À sa décharge, Schuman donne plusieurs exemples d’arguments d’étudiants-négociateurs entendus par des collègues ou par elle-même: accusation d’avoir perdu une bourse, menace de déportation si la moyenne baisse, impossibilité d’entrer à la Faculté de médecine, parents qui appellent, chantage auprès du doyen, mauvaises évaluations de l’enseignement (particulièrement critiques pour les chargés de cours), etc.

Gooblar se réfère par ailleurs à un article de l’auteur et conférencier Alfie Kohn (2002) qui cherche à démontrer qu’il n’y a pas de preuves objectives permettant de conclure à une inflation des notes:

« …The proportion of A’s and B’s received by students: 58.5 percent in the ’70s, 58.9 percent in the ’80s, and 58.0 percent in the ’90s. […] The bottom line: No one has ever demonstrated that students today get A’s for the same work that used to receive B’s or C’s.

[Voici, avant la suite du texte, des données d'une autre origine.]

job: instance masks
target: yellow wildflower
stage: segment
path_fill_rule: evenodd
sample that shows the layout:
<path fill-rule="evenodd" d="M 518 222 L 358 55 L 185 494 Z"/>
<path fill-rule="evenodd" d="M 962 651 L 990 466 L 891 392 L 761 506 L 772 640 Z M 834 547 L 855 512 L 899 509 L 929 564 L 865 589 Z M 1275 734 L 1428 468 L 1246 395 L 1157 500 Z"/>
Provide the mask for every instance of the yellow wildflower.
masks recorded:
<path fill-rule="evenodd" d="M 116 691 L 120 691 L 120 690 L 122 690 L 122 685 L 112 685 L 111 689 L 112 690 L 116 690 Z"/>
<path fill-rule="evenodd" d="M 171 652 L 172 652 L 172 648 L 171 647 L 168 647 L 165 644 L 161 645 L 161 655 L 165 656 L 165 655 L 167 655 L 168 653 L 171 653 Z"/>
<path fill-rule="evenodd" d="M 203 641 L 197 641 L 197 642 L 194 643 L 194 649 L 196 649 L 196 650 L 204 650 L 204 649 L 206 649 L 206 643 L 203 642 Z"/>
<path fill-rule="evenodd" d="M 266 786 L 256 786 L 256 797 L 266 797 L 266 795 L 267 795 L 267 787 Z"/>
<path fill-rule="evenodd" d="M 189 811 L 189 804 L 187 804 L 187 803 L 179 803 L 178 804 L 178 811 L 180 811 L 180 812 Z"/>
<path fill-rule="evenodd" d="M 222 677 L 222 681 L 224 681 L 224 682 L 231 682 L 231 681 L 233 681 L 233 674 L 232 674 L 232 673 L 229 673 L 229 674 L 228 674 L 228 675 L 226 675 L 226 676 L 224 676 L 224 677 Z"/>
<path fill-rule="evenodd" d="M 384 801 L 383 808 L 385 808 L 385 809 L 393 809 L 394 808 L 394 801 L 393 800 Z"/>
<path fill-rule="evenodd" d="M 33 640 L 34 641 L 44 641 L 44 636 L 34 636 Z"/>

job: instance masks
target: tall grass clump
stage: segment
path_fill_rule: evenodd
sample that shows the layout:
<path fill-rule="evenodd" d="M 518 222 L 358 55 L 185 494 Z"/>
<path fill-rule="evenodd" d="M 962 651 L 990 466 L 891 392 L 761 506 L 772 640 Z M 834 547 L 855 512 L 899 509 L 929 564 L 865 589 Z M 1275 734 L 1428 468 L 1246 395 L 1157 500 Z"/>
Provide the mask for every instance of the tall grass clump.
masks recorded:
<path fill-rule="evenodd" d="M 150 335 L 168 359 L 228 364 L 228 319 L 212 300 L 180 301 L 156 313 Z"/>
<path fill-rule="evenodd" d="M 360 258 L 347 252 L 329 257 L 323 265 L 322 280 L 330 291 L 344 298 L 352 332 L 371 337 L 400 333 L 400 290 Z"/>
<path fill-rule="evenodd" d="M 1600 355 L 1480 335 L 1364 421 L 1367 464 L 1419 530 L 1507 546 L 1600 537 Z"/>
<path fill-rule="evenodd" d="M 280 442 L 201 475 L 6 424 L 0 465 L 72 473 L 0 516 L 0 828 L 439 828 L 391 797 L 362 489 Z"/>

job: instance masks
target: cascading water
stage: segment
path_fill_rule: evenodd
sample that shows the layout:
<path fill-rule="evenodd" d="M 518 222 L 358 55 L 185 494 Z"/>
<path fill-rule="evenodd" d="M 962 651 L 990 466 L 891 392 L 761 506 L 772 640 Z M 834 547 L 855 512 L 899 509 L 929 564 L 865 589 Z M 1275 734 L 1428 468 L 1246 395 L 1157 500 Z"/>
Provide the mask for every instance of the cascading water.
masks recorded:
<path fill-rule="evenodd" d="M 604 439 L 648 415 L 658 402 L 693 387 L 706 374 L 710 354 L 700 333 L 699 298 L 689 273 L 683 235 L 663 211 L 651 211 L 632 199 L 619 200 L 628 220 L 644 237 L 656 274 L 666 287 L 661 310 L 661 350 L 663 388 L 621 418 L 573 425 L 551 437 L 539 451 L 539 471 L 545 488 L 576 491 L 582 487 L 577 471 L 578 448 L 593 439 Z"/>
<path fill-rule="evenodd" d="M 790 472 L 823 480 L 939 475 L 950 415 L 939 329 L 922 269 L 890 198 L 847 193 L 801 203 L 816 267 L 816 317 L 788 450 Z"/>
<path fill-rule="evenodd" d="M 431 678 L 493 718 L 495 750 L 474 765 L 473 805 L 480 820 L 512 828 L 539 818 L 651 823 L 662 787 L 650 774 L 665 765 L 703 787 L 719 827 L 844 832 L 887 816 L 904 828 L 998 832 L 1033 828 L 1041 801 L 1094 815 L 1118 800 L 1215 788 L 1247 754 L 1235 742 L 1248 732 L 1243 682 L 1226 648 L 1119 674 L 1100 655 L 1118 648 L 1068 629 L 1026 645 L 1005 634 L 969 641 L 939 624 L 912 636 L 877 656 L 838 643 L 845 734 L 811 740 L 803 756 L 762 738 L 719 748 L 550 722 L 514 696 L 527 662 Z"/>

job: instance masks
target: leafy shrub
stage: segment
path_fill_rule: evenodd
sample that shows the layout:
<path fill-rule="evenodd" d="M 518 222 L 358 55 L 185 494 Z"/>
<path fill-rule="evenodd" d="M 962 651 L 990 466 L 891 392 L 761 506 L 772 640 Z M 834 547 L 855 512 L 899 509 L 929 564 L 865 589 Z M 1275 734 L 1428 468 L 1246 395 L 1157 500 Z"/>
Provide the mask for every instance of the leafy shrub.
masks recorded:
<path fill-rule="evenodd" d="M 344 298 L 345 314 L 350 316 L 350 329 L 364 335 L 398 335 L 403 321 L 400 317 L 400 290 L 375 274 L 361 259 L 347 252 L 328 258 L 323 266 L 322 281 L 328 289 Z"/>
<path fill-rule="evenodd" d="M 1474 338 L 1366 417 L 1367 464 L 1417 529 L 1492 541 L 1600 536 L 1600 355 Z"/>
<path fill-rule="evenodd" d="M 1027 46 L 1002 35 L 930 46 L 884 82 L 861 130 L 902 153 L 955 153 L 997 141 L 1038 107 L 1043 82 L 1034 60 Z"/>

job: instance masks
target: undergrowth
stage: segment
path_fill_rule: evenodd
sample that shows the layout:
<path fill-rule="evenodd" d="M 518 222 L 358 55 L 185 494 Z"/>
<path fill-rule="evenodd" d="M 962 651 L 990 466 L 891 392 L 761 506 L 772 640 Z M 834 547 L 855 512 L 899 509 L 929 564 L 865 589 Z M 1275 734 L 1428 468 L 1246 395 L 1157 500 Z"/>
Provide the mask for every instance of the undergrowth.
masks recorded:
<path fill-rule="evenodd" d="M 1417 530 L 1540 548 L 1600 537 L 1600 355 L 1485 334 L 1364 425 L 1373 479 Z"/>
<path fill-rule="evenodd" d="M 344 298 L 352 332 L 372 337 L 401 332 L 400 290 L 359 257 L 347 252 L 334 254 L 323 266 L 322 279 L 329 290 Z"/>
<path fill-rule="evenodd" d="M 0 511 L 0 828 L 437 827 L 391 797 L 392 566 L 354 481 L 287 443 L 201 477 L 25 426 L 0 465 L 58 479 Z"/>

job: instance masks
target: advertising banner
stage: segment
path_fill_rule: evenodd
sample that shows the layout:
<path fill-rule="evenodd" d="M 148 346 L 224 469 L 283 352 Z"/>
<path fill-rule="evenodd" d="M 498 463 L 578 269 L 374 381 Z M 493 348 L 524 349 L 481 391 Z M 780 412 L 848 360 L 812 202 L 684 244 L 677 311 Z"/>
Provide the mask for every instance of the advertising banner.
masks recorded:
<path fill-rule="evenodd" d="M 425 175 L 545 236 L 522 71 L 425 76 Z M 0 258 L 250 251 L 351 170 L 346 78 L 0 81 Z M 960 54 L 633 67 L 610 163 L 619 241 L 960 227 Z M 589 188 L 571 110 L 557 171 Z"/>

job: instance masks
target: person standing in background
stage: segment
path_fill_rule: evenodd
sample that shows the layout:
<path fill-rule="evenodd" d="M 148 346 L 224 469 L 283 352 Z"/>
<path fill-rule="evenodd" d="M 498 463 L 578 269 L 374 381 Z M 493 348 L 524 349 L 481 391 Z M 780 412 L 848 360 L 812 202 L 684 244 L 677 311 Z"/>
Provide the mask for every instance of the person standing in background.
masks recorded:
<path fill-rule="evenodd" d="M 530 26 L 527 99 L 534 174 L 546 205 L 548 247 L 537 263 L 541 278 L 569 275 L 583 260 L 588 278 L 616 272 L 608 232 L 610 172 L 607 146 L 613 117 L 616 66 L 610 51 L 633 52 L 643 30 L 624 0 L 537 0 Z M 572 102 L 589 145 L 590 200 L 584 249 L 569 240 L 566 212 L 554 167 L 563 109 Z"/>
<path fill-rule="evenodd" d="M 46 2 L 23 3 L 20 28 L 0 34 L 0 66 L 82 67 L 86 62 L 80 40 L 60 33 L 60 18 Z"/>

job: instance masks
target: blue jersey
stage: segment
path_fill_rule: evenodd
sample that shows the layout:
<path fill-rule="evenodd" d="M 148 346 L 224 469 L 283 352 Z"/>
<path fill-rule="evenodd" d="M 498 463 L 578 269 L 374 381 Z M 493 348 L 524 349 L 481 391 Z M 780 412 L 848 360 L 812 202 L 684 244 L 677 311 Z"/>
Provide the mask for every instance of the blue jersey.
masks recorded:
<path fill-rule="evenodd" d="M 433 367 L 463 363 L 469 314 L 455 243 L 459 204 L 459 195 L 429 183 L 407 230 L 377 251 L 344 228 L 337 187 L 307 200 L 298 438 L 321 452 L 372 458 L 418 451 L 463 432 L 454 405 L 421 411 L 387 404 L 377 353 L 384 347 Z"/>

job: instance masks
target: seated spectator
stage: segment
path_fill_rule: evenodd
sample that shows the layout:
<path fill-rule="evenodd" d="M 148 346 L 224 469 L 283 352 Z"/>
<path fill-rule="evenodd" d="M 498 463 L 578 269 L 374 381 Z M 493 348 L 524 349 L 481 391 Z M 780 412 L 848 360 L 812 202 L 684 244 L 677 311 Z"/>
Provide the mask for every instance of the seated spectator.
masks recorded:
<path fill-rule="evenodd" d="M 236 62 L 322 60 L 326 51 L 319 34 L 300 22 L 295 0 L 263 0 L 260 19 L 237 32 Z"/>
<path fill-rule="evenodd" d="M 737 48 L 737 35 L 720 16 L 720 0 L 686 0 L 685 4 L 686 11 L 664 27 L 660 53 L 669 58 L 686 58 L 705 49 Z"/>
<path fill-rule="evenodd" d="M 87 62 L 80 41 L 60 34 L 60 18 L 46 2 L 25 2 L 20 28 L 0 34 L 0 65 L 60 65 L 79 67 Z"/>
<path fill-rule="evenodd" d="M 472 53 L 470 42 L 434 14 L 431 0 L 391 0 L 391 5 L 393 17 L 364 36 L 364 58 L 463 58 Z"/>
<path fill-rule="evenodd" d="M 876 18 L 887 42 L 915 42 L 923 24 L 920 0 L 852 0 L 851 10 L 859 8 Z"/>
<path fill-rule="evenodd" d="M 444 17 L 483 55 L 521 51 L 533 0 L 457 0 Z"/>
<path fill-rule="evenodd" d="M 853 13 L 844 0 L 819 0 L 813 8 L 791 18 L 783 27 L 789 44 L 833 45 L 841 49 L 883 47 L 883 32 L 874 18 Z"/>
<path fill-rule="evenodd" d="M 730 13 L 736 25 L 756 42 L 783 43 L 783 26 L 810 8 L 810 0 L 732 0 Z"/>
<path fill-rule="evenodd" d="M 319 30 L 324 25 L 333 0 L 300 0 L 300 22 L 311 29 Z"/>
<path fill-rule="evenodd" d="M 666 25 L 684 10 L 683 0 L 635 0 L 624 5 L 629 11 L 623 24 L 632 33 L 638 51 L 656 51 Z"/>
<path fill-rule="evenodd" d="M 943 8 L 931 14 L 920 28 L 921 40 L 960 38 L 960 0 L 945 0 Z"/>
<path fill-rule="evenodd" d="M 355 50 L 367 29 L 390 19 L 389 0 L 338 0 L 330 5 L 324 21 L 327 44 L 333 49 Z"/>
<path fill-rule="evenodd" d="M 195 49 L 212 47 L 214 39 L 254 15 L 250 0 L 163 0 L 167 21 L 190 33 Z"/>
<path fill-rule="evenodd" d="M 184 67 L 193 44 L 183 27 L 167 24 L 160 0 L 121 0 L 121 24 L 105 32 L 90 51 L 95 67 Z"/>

We simply do not have the data to support such a claim. » (Kohn, 2002 et mise à jour de 2004)

Kohn passe une partie de son article à réfuter les présupposés derrière les inquiétudes associées à l’inflation des notes, soit:

  • l’idée que les enseignants ont la responsabilité de discriminer les étudiants au bénéfice de leurs futurs employeurs ou pour les études supérieurs (Is the professor’s job to rate students like blenders for the convenience of corporations, or is it to offer feedback that will help students learn more skillfully and enthusiastically?)
  • l’idée que les étudiants sont en compétition pour obtenir des ressources artificiellement rares (The ultimate purpose of good colleges, this view holds, is not to maximize success, but to ensure that there will always be losers.)
  • l’idée que c’est mieux quand c’est difficile (…[T]o confuse excellence with victory is a tendency to confuse quality with difficulty…)
  • l’idée que les notes motivent les étudiants (…[T]the more people are rewarded, the more they come to lose interest in whatever had to be done in order to get the reward.)

Tant Kohn que Schuman mentionnent certains collèges comme Hampshire ou Alverno qui ont remplacer les notes sous forme de lettres par de la rétroaction « narrative », ce qui aurait eu l’effet d’augmenter le niveau intellectuel des échanges.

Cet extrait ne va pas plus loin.